Some people may suggest his unpopularity within certain football circles is solely due to his unflagging compulsion to speak his mind; however there are other reasons too.

For all his considerable achievements in football, there is an underlying malevolence that seems to be an inextricable part of Keane’s character. His pre-meditated and callous tackle on Alf-Inge Haaland, in which he deliberately intended to injure the player, epitomised his darker side.

Moreover, he is sometimes portrayed as a witty and thoughtful individual. Both the Saipan and Wigan incidents were instances in which Keane was trying to prove a point, so to regard them merely as impetuous outbursts is unfair, given the ostensible thought behind them. His MUTV outburst, on the other hand, was – if anything – out of character.

To publicly criticise both your employers and specific teammates, honest though it may be, belies the strong level of wit with which Keane is often associated. On the contrary, it demonstrates an aspect of self-destructive naivety in his character – an apparent flaw that was also highlighted by his surprise at the swift and ruthless manner of his United exit. Surely Keane, with all his experience, knew that he was far from untouchable, particularly having seen stars such as David Beckham leaving in similarly ignominious circumstances before him.

Keane’s tendency to speak his mind as a player has unsurprisingly also been evident in his punditry. (Neal Simpson/EMPICS Sport)

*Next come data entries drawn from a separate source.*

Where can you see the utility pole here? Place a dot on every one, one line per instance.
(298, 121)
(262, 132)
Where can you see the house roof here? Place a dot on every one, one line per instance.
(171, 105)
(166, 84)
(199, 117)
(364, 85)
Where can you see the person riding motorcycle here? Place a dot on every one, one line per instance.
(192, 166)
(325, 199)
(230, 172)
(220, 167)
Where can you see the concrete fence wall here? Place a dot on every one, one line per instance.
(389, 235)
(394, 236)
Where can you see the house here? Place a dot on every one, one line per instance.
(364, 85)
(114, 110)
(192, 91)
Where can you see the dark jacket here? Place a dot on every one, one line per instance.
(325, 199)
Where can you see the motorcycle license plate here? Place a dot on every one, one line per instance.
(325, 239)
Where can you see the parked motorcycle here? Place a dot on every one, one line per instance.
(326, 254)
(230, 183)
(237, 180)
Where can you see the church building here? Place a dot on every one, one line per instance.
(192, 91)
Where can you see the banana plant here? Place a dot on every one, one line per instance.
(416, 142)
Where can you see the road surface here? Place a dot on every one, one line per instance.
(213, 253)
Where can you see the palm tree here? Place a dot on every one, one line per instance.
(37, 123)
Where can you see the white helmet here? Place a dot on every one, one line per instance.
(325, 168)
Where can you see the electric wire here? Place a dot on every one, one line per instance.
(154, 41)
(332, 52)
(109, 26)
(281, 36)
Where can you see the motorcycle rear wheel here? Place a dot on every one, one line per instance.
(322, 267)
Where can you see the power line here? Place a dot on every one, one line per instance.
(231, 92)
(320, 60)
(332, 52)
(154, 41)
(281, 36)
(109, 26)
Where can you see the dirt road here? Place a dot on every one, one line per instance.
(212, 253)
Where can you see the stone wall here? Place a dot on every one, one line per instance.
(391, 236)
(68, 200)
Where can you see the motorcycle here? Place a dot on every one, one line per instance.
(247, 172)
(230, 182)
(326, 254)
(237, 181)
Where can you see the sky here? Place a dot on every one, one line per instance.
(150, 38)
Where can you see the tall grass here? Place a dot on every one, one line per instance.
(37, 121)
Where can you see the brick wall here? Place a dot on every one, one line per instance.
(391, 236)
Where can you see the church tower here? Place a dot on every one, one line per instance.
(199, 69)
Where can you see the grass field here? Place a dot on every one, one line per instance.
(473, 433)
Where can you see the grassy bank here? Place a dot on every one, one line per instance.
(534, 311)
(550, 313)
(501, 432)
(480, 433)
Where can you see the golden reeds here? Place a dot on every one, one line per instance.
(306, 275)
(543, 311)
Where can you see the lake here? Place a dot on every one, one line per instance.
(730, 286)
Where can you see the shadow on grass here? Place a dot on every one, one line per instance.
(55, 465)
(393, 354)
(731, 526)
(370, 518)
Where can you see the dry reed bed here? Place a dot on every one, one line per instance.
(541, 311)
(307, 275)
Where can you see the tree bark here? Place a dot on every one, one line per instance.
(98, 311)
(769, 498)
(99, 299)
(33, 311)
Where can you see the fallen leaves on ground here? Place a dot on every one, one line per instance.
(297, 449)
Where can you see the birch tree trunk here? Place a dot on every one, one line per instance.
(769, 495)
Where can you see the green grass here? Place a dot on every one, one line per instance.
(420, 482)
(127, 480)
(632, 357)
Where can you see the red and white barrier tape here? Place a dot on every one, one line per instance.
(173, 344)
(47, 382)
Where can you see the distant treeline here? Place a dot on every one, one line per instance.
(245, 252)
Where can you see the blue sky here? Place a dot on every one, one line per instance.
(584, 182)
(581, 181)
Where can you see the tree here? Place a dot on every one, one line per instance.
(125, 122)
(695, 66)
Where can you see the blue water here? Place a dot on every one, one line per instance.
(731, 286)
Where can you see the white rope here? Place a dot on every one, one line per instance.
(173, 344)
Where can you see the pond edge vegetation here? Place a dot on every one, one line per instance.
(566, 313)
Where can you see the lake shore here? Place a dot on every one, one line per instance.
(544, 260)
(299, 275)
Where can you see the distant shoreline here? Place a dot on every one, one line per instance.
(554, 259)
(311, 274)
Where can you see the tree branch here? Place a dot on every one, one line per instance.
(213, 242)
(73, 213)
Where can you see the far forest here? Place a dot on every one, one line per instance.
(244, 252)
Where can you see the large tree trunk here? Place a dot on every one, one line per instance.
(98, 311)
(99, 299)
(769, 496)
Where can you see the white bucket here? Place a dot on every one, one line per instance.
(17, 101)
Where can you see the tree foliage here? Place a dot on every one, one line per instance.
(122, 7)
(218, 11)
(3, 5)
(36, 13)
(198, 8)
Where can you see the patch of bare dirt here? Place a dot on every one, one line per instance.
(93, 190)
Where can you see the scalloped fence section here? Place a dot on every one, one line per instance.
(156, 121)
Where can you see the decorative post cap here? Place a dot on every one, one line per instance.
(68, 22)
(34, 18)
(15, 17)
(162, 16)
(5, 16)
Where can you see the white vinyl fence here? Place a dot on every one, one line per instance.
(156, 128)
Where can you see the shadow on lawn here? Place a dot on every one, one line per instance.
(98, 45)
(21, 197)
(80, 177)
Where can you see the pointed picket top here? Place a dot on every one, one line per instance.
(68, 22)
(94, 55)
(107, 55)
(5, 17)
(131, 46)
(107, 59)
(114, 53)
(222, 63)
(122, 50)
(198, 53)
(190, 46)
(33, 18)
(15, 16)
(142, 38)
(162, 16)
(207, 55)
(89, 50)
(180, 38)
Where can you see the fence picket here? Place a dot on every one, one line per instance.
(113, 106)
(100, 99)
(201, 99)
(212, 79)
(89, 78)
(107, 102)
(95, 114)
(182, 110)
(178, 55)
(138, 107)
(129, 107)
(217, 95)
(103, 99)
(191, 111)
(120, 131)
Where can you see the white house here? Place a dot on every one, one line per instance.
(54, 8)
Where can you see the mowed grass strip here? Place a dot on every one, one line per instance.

And while some may claim he has mellowed since then, the following much more recent quote illustrates his continuing lack of emotional intelligence: “On a night we got beaten in the cup by Luton, the staff came in and said, ‘Clive Clarke has had a heart attack at Leicester’.” I said, ‘Is he OK? I’m shocked they found one, you could never tell by the way he plays’.”

Keane has a reputation for speaking his mind, and it’s understandable that many people would find his approach refreshing, within the invariably bland world of football speak.

However, when he criticises a player who has just suffered a heart attack, you begin to wonder whether he is more than just “different,” as David Walsh claims. In fact, you begin to wonder about his psychological well-being.

So while Keane may be the best footballer this island has ever produced, he hardly deserves to be treated with the level of respect of ex-players of the calibre and integrity of John Giles or Liam Brady.